Será que isso é uma boa ideia?

Ao alcance das mãos

O estudo do Banco Triodos, e outros semelhantes, como a Pesquisa de Competências Financeiras do Banco da Espanha, são interessantes porque nos dão uma ideia de como gerenciamos nossas economias. Por exemplo, mostram que temos uma maior tendência a manter o dinheiro em contas correntes ou mesmo em espécie, facilmente acessível para despesas inesperadas. Mostram também que não temos aversão ao risco.

Segundo o Triodos, 46% mantêm seu dinheiro em uma conta corrente que lhes permite acesso imediato, 28,9% utilizam contas poupança tradicionais e 15,4% optam por depósitos a prazo fixo. Segundo seus cálculos, os 9,7% restantes mantêm seu dinheiro em espécie, uma opção mais comum entre os jovens de 18 a 25 anos.

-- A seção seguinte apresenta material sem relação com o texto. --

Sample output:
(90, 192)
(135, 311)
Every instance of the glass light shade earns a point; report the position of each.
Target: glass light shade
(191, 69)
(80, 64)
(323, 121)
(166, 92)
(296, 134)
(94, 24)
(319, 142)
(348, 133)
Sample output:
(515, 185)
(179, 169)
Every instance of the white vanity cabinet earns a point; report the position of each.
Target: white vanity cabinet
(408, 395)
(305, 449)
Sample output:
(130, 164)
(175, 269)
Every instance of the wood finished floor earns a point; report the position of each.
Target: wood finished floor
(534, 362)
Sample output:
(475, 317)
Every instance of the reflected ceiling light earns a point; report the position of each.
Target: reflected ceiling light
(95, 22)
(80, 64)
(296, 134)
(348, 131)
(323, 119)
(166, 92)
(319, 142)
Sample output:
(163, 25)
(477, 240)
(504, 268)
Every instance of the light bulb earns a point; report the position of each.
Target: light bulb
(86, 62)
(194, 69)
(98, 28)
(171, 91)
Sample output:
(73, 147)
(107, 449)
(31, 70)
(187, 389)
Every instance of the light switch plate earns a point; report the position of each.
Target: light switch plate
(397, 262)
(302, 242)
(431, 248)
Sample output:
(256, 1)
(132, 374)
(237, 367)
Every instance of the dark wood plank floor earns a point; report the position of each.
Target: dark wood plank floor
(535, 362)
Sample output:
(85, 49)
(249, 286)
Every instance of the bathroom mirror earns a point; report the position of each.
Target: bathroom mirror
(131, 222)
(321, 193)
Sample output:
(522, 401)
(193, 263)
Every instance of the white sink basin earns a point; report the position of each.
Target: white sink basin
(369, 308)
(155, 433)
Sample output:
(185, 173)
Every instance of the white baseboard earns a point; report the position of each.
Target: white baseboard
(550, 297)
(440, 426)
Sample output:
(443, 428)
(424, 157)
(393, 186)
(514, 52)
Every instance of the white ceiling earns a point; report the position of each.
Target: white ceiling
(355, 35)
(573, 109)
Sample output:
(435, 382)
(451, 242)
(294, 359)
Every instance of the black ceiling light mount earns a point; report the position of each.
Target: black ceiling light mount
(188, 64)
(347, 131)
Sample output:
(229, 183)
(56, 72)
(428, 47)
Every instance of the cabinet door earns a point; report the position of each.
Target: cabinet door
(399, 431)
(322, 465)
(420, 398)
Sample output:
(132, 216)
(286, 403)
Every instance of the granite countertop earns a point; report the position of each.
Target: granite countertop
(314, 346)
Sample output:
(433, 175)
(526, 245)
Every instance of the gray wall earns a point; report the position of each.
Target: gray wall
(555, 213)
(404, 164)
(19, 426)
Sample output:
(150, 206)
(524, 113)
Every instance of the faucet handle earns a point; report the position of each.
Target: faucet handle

Em geral, quase todas as famílias da Espanha (mais de 90%) possuem algum tipo de conta bancária para pagamentos, os chamados "cofrinhos", cujo saldo médio, há alguns anos, girava em torno de € 8 mil.

Original

"Não faz sentido"

Recentemente, a consultora financeira Elizabeth Wakefield alertou no podcast "It Makes Sense" sobre um cenário ainda mais complexo que pode complicar a gestão do nosso dinheiro: ter todos os nossos recursos não apenas em contas correntes, mas concentrados em um único depósito bancário. Em outras palavras, 100% das nossas economias permanecem na mesma conta, o que, além de gerar rendimentos baixos, dificulta o controle das despesas.

"Guardar todo o seu dinheiro em uma conta corrente é um dos maiores erros que muitas pessoas cometem. Por quê? Porque é como guardar suas meias junto com seus garfos e ferramentas como martelos em casa. Simplesmente não faz sentido. Para que servem gavetas e armários, então? Para guardar as coisas em seus devidos lugares", reflete a especialista em declarações coletadas pelo El Blog Salmón. A chave, ela insiste, é ter uma estrutura bancária simples que nos ajude a administrar nosso dinheiro.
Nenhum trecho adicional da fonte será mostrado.